He didn’t argue when he was told his application amounted to a $2480 reconfiguration rather than a $950 “split-a-block”.

“I could forget the subdivision or I could follow the rules and do as the Romans do.”

But as he pursued his application the trail began to be littered with obstacles. By the time he had to turn to the ombudsman, his patience had begun to wear a touch thinner.

Eventually, he says, he was presented with the documentation to sort out a covenant problem on the day he called into the council with a photograph for consideration.

“I was getting a bit sick and tired of it,” the Fraser Coast resident of eight years said.

“It took me 13 months. It should have taken a few weeks.

“We just love it here. We don’t want to be forced to leave.”

So he turned up at last Wednesday’s meeting of the Fraser Coast council and during public participation asked the council to have a heart.

“We were told by someone in similar circumstances that someone could spend $30,000 with an application and be told ‘No’. Not this boy.”

Mayor Mick Kruger responded by providing him with an instant consult with director of planning and development David King, whose email followed with good news later the same day.

“I was very pleased with the end result but they do need a little shake-up, I think.

“If they drive their cars the same speed they do their work in the council office, they will never be caught for speeding.
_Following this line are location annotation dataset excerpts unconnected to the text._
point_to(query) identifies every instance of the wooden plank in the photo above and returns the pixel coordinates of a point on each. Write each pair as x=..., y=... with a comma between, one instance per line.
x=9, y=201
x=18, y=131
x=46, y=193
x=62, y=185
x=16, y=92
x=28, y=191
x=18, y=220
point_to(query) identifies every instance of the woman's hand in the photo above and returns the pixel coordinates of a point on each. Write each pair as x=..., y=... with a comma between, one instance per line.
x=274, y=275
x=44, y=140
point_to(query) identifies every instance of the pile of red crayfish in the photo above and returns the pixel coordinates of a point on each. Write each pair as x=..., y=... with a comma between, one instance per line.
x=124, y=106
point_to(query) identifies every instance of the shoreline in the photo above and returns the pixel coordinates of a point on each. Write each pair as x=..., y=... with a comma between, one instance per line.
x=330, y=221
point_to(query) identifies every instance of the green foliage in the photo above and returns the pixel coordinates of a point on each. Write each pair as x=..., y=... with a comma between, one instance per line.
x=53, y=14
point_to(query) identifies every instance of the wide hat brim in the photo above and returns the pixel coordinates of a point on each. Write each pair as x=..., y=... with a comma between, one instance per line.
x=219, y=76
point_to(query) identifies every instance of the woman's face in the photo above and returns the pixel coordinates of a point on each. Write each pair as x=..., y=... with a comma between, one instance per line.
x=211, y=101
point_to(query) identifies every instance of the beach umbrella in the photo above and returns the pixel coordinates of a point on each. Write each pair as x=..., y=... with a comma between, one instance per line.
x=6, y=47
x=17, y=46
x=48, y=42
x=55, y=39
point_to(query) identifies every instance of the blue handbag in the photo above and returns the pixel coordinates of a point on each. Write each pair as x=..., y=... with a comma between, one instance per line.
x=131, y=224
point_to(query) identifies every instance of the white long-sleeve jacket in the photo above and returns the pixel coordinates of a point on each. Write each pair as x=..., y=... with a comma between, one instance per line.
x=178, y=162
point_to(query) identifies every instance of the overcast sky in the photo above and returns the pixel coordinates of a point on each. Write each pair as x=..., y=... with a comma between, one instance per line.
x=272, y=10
I know things take time but you have to draw the line some time.”

The council’s executive manager for development assessment, Michael Ellery, said yesterday that a one-size-fits-all approach was not possible because every subdivision was different and would be subject to different requirements which could vary with the planning schemes.

“Anyone considering subdividing their property can refer to all the planning schemes online to see if their idea is consistent with the planning scheme for their area.”